Spotting the deepfakes in this year of elections: how AI detection tools work and where they fail

The authors tested publicly accessible AI detectors in February 2024. Here they discuss these tools’ limitations and how to decide when to use them

When we lowered the resolution and edited out the end of the video clip of President Obama’s deepfake, it was detected as “not a deepfake”.

An AI detection tool analyses a famous clip of President Obama’s deepfake. Whenthe resolution is lowered and the end is edited out, the tool judges it as “not a deepfake”.

With the progress of generative AI technologies, synthetic media is getting more realistic. Some of these outputs can still be recognised as AI-altered or AI-generated, but the quality we see today represents the lowest level of verisimilitude we can expect from these technologies moving forward.

We work for WITNESS, an organisation that is addressing how transparency in AI production can help mitigate the increasing confusion and lack of trust in the information environment. However, disclosure techniques such as visible and invisible watermarking, digital fingerprinting, labelling, and embedded metadata still need more refinement to address at least issues with their resilience, interoperability, and adoption. WITNESS has also done extensive work about the socio technical aspects of provenance and authenticity approaches that can help people identify real content. See, for instance, this report or these articles here and here.

A complementary approach to marking what is real is to spot what is fake. Simple visual cues, such as looking for hands with anomalous hand features or unnatural blinking patterns in deep fake videos, are quickly outdated by ever-evolving techniques. This has led to a growing demand for AI detection tools that can determine whether a piece of audio and visual content has been generated or edited using AI without relying on external corroboration or context.

While not a perfect fit as a term, in this article we use “real” to refer to content that has not been generated or edited by AI. Yet it is crucial to note that the distinction between real and synthetic is increasingly blurring. This is due in part to the fact that many modern cameras already integrate AI functionalities to direct light and frame objects. For instance, iPhone features such as Portrait Mode, Smart HDR, Deep Fusion, and Night mode use AI to enhance photo quality. Android incorporates similar features and further options that allow for in-camera AI-editing.

This piece aims to offer preliminary insights on how to evaluate and understand the outcomes provided by publicly accessible detectors that are available for free or at low cost. Based on testing conducted in February 2024 of a sample of online detectors that included Optic, Hive Moderation, V7, Invid, Deepware Scanner, Illuminarty, DeepID and open-source AI image detector, we discuss where these tools may currently experience limitations, as well as what factors need to be considered when deciding to use them. It is important to acknowledge that, akin to generative technologies, the development of detection models is ongoing. Therefore, a tool's performance may vary over time: it might struggle to accurately identify certain manipulations at one point but excel in detecting others as it evolves. This dynamic nature underscores the challenges in synthetic media detection tools and the necessity of staying informed about their latest advancements.

How understandable are the results?

AI detection tools provide results that require informed interpretation, and this can easily mislead users. Computational detection tools could be a great starting point as part of a verification process, along with other open-source techniques, often referred to as OSINT methods. This may include reverse image search, geolocation, or shadow analysis, among many others.

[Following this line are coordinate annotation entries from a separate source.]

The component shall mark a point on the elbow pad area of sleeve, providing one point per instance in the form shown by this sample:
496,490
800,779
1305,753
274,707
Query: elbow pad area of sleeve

However, it is essential to note that detection tools should not be considered a one-stop solution and must be used with caution. We have seen how the use of publicly available software has led to confusion, especially when used without the right expertise to help interpret the results. Moreover, even when an AI-detection tool does not identify any signs of AI, this does not necessarily mean the content is not synthetic. And even when a piece of media is not synthetic, what is on the frame is always a curation of reality, or the content may have been staged.

Most of the results provided by AI detection tools give either a confidence interval or probabilistic determination (e.g. 85% human), whereas others only give a binary “yes/no” result. It can be challenging to interpret these results without knowing more about the detection model, such as what it was trained to detect, the dataset used for training, and when it was last updated. Unfortunately, most online detection tools do not provide sufficient information about their development, making it difficult to evaluate and trust the detector results and their significance.

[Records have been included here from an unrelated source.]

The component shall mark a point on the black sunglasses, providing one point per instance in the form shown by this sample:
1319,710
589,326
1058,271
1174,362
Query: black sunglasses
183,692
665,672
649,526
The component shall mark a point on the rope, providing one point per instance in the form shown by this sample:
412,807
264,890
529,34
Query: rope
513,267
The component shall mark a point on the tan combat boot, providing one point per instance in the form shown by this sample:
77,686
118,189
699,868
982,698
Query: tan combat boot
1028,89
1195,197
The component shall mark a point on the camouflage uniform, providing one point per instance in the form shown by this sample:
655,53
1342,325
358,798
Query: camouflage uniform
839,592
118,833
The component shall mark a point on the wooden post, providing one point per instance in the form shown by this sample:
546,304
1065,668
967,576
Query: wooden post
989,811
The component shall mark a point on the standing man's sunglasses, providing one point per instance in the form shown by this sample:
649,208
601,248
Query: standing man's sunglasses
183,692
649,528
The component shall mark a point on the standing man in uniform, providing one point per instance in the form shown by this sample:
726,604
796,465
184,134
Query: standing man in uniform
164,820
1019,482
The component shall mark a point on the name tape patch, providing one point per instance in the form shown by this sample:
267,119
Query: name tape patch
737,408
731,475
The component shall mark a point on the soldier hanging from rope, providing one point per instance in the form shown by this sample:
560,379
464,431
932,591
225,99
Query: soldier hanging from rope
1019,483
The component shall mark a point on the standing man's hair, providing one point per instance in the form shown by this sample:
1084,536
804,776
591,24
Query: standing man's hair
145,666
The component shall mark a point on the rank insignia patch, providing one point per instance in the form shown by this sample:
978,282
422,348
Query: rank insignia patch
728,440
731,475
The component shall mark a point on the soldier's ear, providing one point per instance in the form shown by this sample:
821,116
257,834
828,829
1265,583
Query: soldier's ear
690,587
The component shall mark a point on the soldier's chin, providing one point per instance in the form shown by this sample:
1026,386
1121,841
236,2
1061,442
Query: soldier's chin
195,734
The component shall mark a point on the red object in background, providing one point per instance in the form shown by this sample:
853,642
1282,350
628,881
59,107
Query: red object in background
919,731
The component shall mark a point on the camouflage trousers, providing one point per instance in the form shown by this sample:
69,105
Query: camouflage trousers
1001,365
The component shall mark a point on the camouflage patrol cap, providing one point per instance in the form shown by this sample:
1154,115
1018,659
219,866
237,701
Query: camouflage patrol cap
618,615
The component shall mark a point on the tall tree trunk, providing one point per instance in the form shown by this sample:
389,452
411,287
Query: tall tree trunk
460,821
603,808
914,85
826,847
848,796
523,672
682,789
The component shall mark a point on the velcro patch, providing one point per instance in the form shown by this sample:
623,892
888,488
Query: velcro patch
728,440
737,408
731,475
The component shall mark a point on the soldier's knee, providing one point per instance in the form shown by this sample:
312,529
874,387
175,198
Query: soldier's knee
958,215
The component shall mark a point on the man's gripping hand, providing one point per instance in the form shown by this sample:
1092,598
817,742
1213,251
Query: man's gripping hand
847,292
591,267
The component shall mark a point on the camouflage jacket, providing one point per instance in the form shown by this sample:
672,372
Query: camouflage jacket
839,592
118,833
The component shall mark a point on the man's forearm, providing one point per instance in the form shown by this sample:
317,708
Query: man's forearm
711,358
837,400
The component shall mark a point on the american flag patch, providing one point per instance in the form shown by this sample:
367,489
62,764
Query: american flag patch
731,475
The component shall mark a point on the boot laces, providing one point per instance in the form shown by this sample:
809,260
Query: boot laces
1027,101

How accurate are these tools?

AI detection tools are computational and data-driven processes. These tools are trained on using specific datasets, including pairs of verified and synthetic content, to categorise media with varying degrees of certainty as either real or AI-generated. The accuracy of a tool depends on the quality, quantity, and type of training data used, as well as the algorithmic functions that it was designed for. For instance, a detection model may be able to spot AI-generated images, but may not be able to identify that a video is a deepfake created from swapping people’s faces.

Similarly, a model trained on a dataset of public figures and politicians may be able to identify a deepfake of Ukraine's President, Volodymyr Zelenskyy, but may falter with less public figures like a journalist who lacks a substantial online footprint.

Additionally, detection accuracy may diminish in scenarios involving audio content marred by background noise or overlapping conversations, particularly if the tool was originally trained on clear, unobstructed audio samples.

A screenshot of Putin’s deepfake was detected as likely to be real, using a detection tool trained for detecting AI images but not for spotting deepfake videos created by swapping people’s faces.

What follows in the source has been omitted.